Es necesaria una perspectiva histórica y antropológica que ilustre, en la larga duración, las interconexiones globales en el interior de América Latina y las comunidades europeas, africanas y asiáticas. Poniendo el énfasis en la multiplicación, diferenciación y complejidad de las interconexiones globales y en cómo adoptaron diferentes formas históricas entre los siglos XVI y XX, tal vez podamos escapar del callejón sin salida epistemológico posmoderno, o de historias que con distintos lenguajes vuelven a reescribir la relación de un centro y sus periferias. Es en este sentido que la historia de América Latina puede ser reevaluada a la luz de sus interdependencias e influjos recíprocos de lo local y lo global, y donde categorías como poscolonial, ciudadanía, nacionalismo o Estado-nación se entrelacen con un proceso abierto al resto del mundo, con una historia hemisférica común que escape a los límites de las fronteras nacionales (Sandoval, 2010: 13).

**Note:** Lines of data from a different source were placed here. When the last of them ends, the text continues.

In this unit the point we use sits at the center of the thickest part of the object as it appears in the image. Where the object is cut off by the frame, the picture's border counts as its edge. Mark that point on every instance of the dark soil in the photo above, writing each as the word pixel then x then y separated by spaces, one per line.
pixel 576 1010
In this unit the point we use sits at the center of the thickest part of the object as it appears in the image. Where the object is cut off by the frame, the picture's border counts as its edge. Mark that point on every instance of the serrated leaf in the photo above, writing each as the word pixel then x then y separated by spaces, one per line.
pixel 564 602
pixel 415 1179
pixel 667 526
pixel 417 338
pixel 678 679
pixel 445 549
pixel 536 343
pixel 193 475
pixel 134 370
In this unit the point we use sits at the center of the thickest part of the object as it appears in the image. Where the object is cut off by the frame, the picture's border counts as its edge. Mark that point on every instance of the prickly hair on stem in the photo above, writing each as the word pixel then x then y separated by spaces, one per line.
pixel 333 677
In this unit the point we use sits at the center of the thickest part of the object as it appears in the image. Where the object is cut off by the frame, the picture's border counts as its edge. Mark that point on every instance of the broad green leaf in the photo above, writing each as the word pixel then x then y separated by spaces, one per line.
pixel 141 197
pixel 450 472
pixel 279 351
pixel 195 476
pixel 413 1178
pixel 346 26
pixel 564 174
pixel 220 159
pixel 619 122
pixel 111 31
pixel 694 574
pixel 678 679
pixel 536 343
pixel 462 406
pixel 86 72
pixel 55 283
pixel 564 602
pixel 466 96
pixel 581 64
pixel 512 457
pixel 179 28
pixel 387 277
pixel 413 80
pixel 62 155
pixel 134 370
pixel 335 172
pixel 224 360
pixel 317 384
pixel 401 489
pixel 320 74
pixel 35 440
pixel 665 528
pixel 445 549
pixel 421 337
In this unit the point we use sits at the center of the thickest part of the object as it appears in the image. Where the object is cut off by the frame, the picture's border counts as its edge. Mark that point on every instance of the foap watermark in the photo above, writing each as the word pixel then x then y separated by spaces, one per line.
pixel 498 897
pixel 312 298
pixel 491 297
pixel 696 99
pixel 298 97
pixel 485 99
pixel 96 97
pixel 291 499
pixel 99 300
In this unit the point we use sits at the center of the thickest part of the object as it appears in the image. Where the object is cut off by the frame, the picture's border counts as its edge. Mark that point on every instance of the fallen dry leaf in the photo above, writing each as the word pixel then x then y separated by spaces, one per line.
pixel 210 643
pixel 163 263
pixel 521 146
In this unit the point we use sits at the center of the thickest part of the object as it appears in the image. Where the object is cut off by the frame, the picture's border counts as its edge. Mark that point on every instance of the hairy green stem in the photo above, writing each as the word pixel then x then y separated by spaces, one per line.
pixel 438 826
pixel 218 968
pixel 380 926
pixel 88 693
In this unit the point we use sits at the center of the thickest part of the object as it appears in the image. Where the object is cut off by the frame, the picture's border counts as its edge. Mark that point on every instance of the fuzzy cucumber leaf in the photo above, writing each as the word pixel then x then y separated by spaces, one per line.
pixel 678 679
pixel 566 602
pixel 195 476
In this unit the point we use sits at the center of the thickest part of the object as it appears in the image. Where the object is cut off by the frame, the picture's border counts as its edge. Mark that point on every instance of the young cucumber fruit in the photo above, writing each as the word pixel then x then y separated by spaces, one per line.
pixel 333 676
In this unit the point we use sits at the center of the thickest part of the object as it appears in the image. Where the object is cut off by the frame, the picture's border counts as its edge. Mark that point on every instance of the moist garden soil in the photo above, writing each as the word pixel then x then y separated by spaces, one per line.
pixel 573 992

No abonamos en el latinoamericanismo historicista, como una suerte de contrainsurgencia, como mecanismo de defensa, como la respuesta artera de quién se ubica en el otro eslabón de la también eurocéntrica lógica del amo y del esclavo. Es decir, los profesores eurocentristas o los artistas eurocéntricos, que se extasían cuando pronuncian con la nariz arrugada términos como “diferrance” o hacen largos ensayos con acepciones como proletarios, rizoma o biopolítica, deben continuar su exitoso peregrinar en la vida que suponen han escogido, pero sus cucardas académicas no los habilita a que nos digan, como si fuesen la expresividad unívoca de la Pachamama, qué tipo de procesos políticos estamos viviendo, y mucho menos que nos digan, qué, cómo y a quiénes tenemos que votar, bajo la argucia eurocentrista, de la construcción de un nuevo sujeto histórico que nos liberará de nuestras sujeciones, contradicciones y temeridades. Tomamos sí la semántica del latinoamericanismo para establecer un piso común de entendimiento, para no caer en una suerte de babelismo en donde no nos podríamos siquiera comprender en la significación de enunciados básicos. Podríamos establecer hasta el método —como lo ha creado la institucionalidad forjada del latinoamericanismo analéctico— como para brindar nuestras consideraciones; sin embargo, lo volvemos a subrayar, tal consideración nos ha posibilitado el despertar de pensar desde nuestras categorías, pero el continuar tutelados por otras corrientes que impongan, por más que sean cuestiones propias, tampoco nos parece liberador. Tal vez siquiera creamos en tal término. El no dar sentido, el no sentirnos bajo esa dialéctica del amo y esclavo, nos posibilita aquello que se expresa en ciertos movimientos territoriales que bajo categoriales academicistas pueden ser tildados de indigenistas o precolombinos; sin embargo, para nosotros puede resultar como lo pretendido. Para este texto, para esta circunstancia y para todas. Que en un mundo quepan todos los mundos. Esta es la definición por antonomasia de lo que consideramos

latinoamericanismo, independientemente cuánto tenga que ver con la versión histórica o, paradojalmente, instituida del movimiento de cuya semántica nos sentimos parte.